Aliás, Chay Suede impressiona na interpretação de Erasmo Carlos, trazendo um carisma e uma presença de cena condizentes com a proposta do filme. Mesmo que ainda falta alcance dramático ao ator, Chay consegue carregar a metragem com uma facilidade surpreendente e, se o filme funciona como entretenimento, o ator tem muito mérito nesse sentido. Ao mesmo tempo, Gabriel Leone tem a difícil tarefa de dar vida a um dos maiores ídolos da música popular brasileira, que é até chamado de rei. O ator, entretanto, consegue interpretar Roberto de uma forma muito doce e charmosa, fazendo com que o espectador realmente mergulhe na juventude do cantor - e é impossível não sentir simpatia por Roberto no filme. Por último, temos um grande ponto negativo do longa que é a representação de Wanderléa. É difícil culpar a atriz Malu Rodrigues pela falta de carisma conferida à cantora, já que o roteiro não dá profundidade nenhuma à personagem. Aliás, existem até certos conflitos que parecem promissores e são relacionados à Wanderléa que são simplesmente esquecidos. Mas o que mais incomoda é a presença da atriz no palco, pois inspira uma verossimilhança muito baixa - o espectador é capaz de perceber que ela não está realmente cantando, o que prejudica a imersão necessária à história. Aliás, o longa tem uma quantidade excessiva de músicas, o que tem seu lado positivo e negativo. Por um lado, serve como parâmetro temporal para estabelecer os sucessos do trio, mas, por outro, quebra um pouco do ritmo da metragem, principalmente, pela longa duração dos números musiciais. Por exemplo, em certa cena temos um conflito tenso entre dois personagens e na cena seguinte já temos uma sequência musical completa. O público não tem muito tempo para processar os acontecimentos do filme e, talvez esse excesso de músicas tire o encanto das primeiras apresentações que acompanhamos. Desse modo, também se torna uma avaliação subjetiva, já que depende bastante do gosto musical de cada um e sua afinidade ao que foi apresentado pela Jovem Guarda.

A direção de Lui Farias é eficiente na condução do filme como um todo, já que "Minha Fama de Mau" tem seus arcos narrativos muito bem definidos e divididos.
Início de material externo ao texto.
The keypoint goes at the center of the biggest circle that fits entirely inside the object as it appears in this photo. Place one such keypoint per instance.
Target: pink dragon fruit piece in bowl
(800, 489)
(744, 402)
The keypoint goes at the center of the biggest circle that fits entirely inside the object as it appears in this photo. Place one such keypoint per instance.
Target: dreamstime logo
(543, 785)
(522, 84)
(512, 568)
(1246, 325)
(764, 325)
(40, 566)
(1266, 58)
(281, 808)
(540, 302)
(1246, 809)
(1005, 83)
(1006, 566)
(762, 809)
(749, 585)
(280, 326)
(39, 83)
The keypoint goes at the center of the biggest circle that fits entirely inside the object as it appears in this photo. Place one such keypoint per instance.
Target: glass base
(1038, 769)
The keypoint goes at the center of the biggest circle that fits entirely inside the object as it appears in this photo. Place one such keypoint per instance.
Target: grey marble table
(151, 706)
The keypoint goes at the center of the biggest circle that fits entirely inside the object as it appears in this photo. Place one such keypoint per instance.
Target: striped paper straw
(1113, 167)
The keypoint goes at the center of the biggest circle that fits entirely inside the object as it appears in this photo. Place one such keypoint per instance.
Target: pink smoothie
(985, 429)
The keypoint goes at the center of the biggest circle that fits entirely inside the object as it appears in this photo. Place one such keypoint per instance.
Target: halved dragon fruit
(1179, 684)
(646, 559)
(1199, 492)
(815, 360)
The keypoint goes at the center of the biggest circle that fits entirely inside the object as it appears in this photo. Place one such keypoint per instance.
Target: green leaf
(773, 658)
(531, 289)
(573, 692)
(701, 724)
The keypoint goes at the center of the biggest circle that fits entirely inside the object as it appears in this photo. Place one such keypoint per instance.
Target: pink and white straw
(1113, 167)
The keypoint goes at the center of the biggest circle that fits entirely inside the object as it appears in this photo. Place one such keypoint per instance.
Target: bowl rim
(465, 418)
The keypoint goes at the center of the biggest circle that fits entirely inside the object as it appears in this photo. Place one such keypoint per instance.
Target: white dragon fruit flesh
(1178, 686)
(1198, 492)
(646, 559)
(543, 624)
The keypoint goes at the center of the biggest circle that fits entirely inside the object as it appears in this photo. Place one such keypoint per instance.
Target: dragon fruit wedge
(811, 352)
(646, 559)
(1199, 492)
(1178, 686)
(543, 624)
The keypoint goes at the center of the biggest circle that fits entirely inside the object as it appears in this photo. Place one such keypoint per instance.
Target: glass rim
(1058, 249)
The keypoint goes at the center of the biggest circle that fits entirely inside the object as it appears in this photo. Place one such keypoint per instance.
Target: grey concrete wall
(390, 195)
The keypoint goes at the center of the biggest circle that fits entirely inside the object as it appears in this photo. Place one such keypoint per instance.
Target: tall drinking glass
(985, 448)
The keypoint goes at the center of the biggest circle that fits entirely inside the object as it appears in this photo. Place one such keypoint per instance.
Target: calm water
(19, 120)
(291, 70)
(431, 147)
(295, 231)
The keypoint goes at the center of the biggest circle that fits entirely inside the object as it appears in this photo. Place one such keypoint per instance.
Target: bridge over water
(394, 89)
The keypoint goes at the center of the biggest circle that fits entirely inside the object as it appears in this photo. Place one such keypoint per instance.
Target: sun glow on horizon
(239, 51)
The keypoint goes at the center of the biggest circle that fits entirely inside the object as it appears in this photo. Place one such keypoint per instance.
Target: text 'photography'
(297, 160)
O diretor parece ter clareza acerca de onde quer chegar com a história, o que demonstra um domínio narrativo muito grande. Por outro lado, é clara a falta de técnica de Lui, já que existem erros básicos de movimentação de câmera claramente perceptíveis. É como se um corte não encaixasse no seguinte, o que promove um estranhamento em relação à continuidade do longa. Assim, o filme apresenta uma certa negligência com a montagem, que deixa esses pequenos erros passarem, o que diminui a qualidade técnica do filme. Aliás, "Minha Fama de Mau" é um daqueles típicos filmes que se sustentam pela história por trás e não pela realização cinematográfica em si. Mesmo que com roteiro seguro e protagonistas carismáticos, a qualidade de produção é prejudicada pela movimentação de câmera desconexa. Apesar disso, o filme consegue atingir seu objetivo inicial: prover um sentimento de nostalgia a quem vivem essa época ao mesmo tempo que serve de apresentação à geração mais jovem. Por isso, é impossível desmerecer "Minha Fama de Mau", também, pela sua importância cultural, tendo em vista que a Jovem Guarda, mesmo que controversa, impactou toda a nação. Apostando no tom romântico inerente à Jovem Guarda, "Minha Fama de Mau" é uma experiência agradável sobre um dos trios mais influentes da música popular brasileira.